A 26-year-old man presents to ED with dull, pleuritic chest pain after being hit in the chest by a soccer ball during a match. The pain radiates to the back and is exacerbated by coughing. Shortness of breath is noted. On examination, the patient has a high-pitched voice and crepitus over the neck and clavicles. Chest expansion is symmetrical and the lungs are clear bilaterally. There is no hyper-resonance on percussion. A crunching sound during systole is auscultated over the precordium. The ECG is normal. A chest radiograph is ordered (see picture).
What is the most likely diagnosis?
Correct!
This is a case of pneumomediastinum due to a traumatic force on the chest wall. The X-ray shows radiolucent streaks of air along the left heart border, extending towards the aortic arch and the trachea-bronchial tree (see above image).
Radiolucency is seen between the diaphragm and the lower heart border, and in the bilateral supraclavicular fossa. No obvious visceral pleural line indicative of pneumothorax is noted. A lateral chest radiograph reveals air in the retropharyngeal space (see image). CT imaging confirms pneumomediastinum without airway or oesophageal injury.
The patient is admitted for oxygen therapy after three hours of observation. A repeat chest radiograph taken after four days shows regression of pneumomediastinum and the patient is discharged.

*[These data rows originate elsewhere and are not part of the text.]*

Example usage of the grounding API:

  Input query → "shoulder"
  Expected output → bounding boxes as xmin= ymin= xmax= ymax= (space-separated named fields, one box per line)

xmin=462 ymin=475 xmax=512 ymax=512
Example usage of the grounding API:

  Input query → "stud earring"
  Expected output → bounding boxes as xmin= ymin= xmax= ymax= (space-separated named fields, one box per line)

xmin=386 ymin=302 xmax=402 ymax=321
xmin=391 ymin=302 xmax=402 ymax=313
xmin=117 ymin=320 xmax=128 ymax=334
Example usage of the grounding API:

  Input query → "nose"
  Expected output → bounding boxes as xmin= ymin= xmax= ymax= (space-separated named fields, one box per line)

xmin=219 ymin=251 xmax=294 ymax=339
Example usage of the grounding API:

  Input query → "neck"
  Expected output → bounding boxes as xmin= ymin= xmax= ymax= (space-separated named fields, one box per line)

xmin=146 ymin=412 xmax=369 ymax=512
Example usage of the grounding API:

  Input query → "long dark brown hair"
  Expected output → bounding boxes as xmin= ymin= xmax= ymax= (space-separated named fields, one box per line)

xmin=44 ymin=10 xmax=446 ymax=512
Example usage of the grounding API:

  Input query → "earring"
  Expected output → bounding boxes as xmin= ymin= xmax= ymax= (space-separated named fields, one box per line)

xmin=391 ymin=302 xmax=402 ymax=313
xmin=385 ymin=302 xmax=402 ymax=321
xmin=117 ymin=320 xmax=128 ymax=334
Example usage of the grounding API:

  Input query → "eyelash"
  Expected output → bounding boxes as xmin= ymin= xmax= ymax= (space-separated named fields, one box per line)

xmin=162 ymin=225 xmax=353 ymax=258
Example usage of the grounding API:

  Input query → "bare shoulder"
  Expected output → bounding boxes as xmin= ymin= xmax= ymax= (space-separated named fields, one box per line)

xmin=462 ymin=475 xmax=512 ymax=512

Pneumomediastinum is characterised by the presence of air in the mediastinum, occurring spontaneously or secondary to traumatic lung injury. Patients usually present with pleuritic chest pain and shortness of breath, similar to pneumothorax and pneumopericardium. Distinctive features of pneumomediastinum include high-pitched voice (also termed rhinolalia), subcutaneous emphysema and Hamman’s crunch during auscultation.
Diagnosis can be made based on radiolucency outlining mediastinal structures on plain radiograph. CT scans are usually performed to confirm pneumomediastinum or to rule out other potentially life-threatening aerodigestive injuries.